Proof that APS is isosceles

thanks for your help

We like to help you solve problems yourself, and that requires us to have some idea of what help you need. Please show us any ideas you have, and any theorems you think might be useful.

I'll give you a start. The first thing I'd tell you to do is to make a picture (which also implies thinking about the meaning of the problem), so I'll make one for you:



I made this by deliberately placing P in the right place; can you see how I might do that? And it looks like the claim is correct, but of course we need a proof, not a "seems".

My next thought might be to try drawing another line that could produce a pair of similar or congruent triangles. I see a good place to do that. What ideas do you have?

 

[Thales12345]

I have already made a drawing and I was also thinking about congruent triangles. I made a parallelogram of it but I don’t think that’s it and now I’m stuck.

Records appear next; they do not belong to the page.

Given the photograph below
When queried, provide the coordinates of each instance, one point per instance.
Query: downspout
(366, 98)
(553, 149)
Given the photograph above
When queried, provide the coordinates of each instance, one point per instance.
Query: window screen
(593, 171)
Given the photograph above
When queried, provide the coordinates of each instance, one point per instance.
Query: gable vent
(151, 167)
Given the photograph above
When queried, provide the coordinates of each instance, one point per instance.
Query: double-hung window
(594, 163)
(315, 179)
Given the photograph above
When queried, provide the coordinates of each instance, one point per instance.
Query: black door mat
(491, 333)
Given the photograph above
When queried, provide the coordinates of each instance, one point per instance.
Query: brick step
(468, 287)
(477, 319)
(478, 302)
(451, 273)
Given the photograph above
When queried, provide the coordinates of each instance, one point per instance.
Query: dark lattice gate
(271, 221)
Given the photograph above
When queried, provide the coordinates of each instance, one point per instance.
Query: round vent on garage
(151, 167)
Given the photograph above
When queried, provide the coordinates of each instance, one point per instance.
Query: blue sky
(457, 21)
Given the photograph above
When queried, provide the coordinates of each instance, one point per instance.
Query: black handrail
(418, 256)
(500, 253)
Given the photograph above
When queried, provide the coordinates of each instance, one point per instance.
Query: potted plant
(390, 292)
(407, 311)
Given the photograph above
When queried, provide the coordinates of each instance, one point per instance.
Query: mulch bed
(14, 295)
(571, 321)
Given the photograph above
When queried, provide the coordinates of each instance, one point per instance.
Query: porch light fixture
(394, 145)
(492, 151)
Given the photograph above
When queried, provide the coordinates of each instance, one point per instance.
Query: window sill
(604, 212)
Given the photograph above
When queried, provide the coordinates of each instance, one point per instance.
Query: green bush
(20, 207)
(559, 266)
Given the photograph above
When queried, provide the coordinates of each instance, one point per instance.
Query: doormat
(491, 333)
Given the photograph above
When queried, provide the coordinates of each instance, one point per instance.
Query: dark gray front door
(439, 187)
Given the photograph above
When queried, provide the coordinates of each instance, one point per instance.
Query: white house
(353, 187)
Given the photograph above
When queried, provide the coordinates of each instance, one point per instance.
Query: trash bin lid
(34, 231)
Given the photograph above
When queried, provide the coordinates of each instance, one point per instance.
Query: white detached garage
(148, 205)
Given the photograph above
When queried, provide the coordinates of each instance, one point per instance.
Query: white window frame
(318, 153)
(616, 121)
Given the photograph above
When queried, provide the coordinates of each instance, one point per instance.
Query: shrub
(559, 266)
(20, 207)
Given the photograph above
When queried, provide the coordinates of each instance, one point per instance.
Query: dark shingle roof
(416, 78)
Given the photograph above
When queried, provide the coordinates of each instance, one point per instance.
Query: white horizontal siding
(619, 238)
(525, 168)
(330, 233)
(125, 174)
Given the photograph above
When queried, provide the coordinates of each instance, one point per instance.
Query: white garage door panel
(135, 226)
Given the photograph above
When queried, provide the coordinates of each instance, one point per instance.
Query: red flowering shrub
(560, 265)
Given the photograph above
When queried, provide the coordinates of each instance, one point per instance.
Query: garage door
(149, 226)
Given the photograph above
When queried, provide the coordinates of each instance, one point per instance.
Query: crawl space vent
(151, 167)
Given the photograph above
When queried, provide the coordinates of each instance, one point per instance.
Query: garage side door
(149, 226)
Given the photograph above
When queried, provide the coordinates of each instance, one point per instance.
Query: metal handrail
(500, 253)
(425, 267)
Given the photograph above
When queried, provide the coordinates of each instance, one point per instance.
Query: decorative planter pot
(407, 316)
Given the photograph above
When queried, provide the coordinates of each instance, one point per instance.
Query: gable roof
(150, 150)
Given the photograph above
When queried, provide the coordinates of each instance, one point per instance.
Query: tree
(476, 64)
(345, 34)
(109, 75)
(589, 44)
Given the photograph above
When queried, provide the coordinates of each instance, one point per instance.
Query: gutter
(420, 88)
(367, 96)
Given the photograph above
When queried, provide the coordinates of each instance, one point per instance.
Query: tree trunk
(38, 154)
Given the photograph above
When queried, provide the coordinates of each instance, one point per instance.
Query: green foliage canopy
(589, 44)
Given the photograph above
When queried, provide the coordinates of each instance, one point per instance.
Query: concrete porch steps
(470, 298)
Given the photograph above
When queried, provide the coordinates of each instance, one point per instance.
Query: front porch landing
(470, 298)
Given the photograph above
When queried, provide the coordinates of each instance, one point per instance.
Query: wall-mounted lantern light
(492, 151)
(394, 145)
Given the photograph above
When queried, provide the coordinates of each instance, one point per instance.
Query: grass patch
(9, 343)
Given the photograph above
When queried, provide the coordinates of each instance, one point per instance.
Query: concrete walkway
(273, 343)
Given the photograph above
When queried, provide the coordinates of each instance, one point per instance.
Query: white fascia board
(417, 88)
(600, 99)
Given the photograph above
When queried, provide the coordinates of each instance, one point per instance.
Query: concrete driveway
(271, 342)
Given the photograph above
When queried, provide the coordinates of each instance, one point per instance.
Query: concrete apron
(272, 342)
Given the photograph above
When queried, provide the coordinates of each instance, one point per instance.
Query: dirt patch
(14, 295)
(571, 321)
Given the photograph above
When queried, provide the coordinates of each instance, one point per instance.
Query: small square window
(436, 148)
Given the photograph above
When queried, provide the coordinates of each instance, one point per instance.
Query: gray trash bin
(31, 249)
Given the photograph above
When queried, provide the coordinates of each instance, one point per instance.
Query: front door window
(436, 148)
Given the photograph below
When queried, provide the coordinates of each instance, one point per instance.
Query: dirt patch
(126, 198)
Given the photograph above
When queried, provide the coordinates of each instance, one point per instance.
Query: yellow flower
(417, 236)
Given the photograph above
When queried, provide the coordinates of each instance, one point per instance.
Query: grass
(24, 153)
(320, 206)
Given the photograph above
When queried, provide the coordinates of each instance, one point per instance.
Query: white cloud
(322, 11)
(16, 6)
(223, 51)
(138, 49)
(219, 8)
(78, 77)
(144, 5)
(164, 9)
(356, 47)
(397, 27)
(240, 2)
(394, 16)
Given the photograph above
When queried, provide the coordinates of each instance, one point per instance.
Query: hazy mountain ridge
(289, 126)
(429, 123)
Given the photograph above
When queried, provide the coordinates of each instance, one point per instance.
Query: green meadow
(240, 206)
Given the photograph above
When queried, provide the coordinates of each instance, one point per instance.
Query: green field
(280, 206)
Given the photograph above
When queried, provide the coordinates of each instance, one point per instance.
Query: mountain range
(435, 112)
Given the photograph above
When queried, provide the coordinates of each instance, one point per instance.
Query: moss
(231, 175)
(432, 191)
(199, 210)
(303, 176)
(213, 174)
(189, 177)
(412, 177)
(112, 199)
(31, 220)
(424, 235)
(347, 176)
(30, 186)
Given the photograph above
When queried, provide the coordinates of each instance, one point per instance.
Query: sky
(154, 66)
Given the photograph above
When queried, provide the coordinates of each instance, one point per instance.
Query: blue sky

Maybe another option is working with a line segment bisector through M?

 

[Dr.Peterson]

Aim for similar triangles, not congruent. And don't add too much at once.

Try this parallel line:



Also, you might want to find some lengths. What are AP and PC in terms of a, b, and c? (That's what I used to construct my figure.)

 

[Thales12345]

Suppose that S is the intersection of b and that parallel line

angle MPS = angle QPA (opposite angles)
angle PMS = angle AQP (alternate interior angles)
so, if we can prove that PSM is isosceles, we can prove that AQP is isosceles.
but, I don’t find a way to show that |PS| = |MS| or that angle MPS = PMS ...

 

[Dr.Peterson]

Good so far.

Now use the fact that M is the midpoint to find CS and MS. (What special line is MS?)

Don't forget to do what I asked: What are AP and PC in terms of a, b, and c?

 

[Thales12345]

I don’t understand why you would use |CS|. I thought I was working with triangles PSM and AQP?
I can only see that MS is a parallel line to BA. Is MS a special line in other cases? I can’t find it.

|AP| + |PC| = b
|PC| - |AP| = c (I used this one to locate P)
Is this info necessary to come to the solution?

With Thales’ Theorem I’ve come to this, but I don’t know if it’s useful..
|CS|/|CA| = |CM|/|CB| = |MS|/|BA|

 

[Dr.Peterson]

I don’t understand why you would use |CS|. I thought I was working with triangles PSM and AQP?
I can only see that MS is a parallel line to BA. Is MS a special line in other cases? I can’t find it.

For my method, the important thing is to get |MS| and |PS|, which are part of the triangles of interest. What you'd really like to do is to show that PSM is isosceles, so that AQP also is.

Have you heard of a midline of a triangle? Or can you see that triangle SMC is similar to ABC?

|AP| + |PC| = b
|PC| - |AP| = c (I used this one to locate P)
Is this info necessary to come to the solution?

No one method is necessary; there are always alternatives. But have you tried solving these equations for |AP| and |PC|?

One of the first things I'd do with a problem like this is to try to label as many lengths as possible with expressions in a, b, c.

With Thales’ Theorem I’ve come to this, but I don’t know if it’s useful..
|CS|/|CA| = |CM|/|CB| = |MS|/|BA|

I haven't looked at your suggestion to see if it, too, can be useful.

 

[Thales12345]

Found it!

|PC| = |AP| + c

|MS| = c/2 #

|AS| = b/2

|AP| + |PC| = b
|AP| = b - |PC|
|AP| = b - (|AP| + c)
|AP| = b - |AP| - c
2|AP| = b - c
|AP| = b/2 - c/2

|AS| = |AP| + |PS|
b/2 = b/2 - c/2 +|PS|
|PS| = c/2 ##

# and ## : triangle PSM is isosceles (so APQ is isosceles too, I have already proved here above that triangle PSM is similar to triangle APQ)

thanks for your help

 

[Dr.Peterson]

Good. Your |AP| is how I constructed P to be at the right place, and the rest completes the proof you needed.